Statistics Seminar(2018-24)
Topic: Recommender Systems on Platforms (Joint work with Xuan Wang and Dennis J. Zhang)
Speaker: Renyu (Philip) Zhang, New York University Shanghai
Time: Thursday, December 27, 14:00-15:00
Place: Room K02, Guanghua Building 2
Abstract:
We study how a recommender system could shape the demand to maximize the number of matches between consumers and producers on a two-sided platform. To improve the long-term performance of a platform, the optimal recommender system design trades off expanding market demand by recommending high-quality producers and reducing congestion by recommending low-quality ones. The traditional recommender system has been focusing on identifying and recommending the producers of highest qualities.
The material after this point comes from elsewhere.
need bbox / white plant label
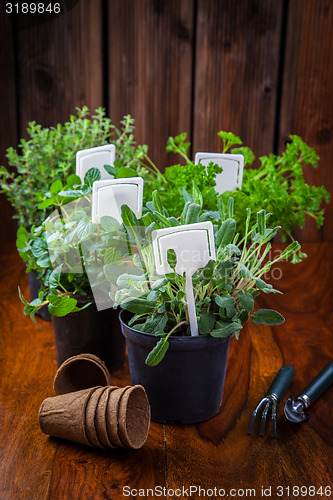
[76,144,116,182]
[91,177,143,224]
Albeit optimal when producers have unlimited capacities, such a recommender system may result in substantial optimality losses in the presence of producer capacity constraints. Such losses are most significant when the demand and supply of the platform is balanced. If, in addition, the quality of a producer improves upon working for the platform, the platform should recommend low-quality producers even more often to improve their qualities. A dynamic re-balancing recommendation policy which maximizes the number of matches myopically converges to an optimal policy in the long-run. We also extend our results to a setting with multiple quality levels and a setting with horizontally heterogeneous consumers and producers. Our results shed light on the optimal recommender system design for a broad range of two-sided platforms.
Introduction:

Renyu (Philip) Zhang has been an Assistant Professor of Operations Management at New York University Shanghai since August 2016. His research addresses fundamental operations issues under the emerging trends in technology, marketplaces, and society. He is particularly enthusiastic about developing analytics techniques to study the operations problems in the context of online platforms and marketplaces, sharing economy, social networks, and sustainability. His research works have appeared in Operations Research and Manufacturing & Service Operations Management. Please visit his personal website for more about Philip: //www.nyu.edu/projects/rzhang/. Before joining NYU Shanghai, Philip obtained his doctoral degree in Operations Management at Olin Business School, Washington University in St. Louis in May 2016 under the supervision of Professor Nan Yang and Professor Fuqiang Zhang.